Cette réflexion et ces transformations affectent aussi bien d’autres domaines du champ artistique : dans le même temps qu’ils produit les coplanals Carmelo Arden Quin crée de nouveaux espaces d’écriture où les mots entretiennent, entre eux et avec leur support, des rapports analogues à ceux qu’il explore dans les formes de la peinture ; soumis à la logique des transformations, les mots construisent des livres évolutifs- ou s’en construisent- s’intègrent dans des structures textuelles mobiles, créant ,ou, mieux, générant des textes en transformation constante, jouant les uns les autres avec des supports inédits, livres-objets dira-t-on, dix ans plus tard, sculptures des mots dans l’épaisseur des pages, dans d’aériennes structures, bois , carton, tissu, objets...

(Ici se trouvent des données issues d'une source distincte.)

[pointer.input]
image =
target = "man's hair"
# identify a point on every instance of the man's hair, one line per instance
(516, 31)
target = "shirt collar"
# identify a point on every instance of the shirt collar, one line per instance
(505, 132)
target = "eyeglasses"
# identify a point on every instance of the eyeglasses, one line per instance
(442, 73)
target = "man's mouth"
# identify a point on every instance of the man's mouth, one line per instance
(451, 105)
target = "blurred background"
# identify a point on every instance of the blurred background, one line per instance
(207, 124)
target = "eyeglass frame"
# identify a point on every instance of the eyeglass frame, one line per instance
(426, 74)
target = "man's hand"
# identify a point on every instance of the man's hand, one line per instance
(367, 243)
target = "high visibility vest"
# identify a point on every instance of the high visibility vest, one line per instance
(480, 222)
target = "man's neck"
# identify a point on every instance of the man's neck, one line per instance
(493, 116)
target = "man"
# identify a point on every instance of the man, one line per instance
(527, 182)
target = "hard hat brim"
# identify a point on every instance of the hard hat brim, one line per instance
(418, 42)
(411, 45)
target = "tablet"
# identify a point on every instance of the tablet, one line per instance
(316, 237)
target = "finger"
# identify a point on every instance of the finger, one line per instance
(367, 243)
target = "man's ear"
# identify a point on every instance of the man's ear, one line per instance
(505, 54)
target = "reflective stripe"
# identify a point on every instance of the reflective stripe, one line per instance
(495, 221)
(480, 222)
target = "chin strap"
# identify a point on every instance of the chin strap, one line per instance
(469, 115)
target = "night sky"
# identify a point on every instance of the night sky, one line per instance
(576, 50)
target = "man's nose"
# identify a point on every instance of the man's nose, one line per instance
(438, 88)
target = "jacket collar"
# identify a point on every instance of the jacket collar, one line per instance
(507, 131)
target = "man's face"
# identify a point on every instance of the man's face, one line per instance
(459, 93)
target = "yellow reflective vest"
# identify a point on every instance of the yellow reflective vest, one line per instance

C’est cet amour de la mobilité, cette recherche d’une forme impériale, impérieuse ou totale de l’art qui conduisirent Arden Quin à être à l’origine du mouvement MADI. De Rio à Paris, de l’immédiat après-guerre au début des années cinquante, ce sont les manifestations et les expositions communes à ce genre de groupe, et réunissant des artistes comme Soto, Vardanega ou Asis...

Au delà de ce que la petite histoire nous fournit comme anecdotes, plus que MADI, je veux retenir ARDEN QUIN, rêveur des deux hémisphères, capable, dit-il, d’apercevoir,depuis nos horizons, les constellations australes, homme de mots et de formes, enfant des champs d’eucalyptus et de ces cerfs-volants, dont il prétend qu’ils sont l’image de toute peinture.

Car ainsi vont nos signes : les vents qui les balaient leur donnent essor. Ainsi vont nos signes : ils ponctuent les cieux où ils se perdent, y nagent ; images de nos regards lancés, les explorent, longues excroissances de nous, tentacules fragiles, sondes auxquelles nous ne tenons que par des fils qui l’un à l’autre s’enchevêtrent, ou se tissent, et c’est ainsi que nous signons le ciel, que nous nous y échevelons, que dans notre cocon mille fois millénaire nous enserrons la terre, vieille chrysalide hésitante et laborieuse.

L’enfant le sait bien qui court sur le sol pour aider le vent à imprimer sa force contraire à sa main, et c’est dans sa main qu’il sent la force du vent, et à la course de ses pieds répond la sensation de ce qui dans sa main s’effile ; l’enfant le sait bien qui se joue ainsi du ciel et du vent.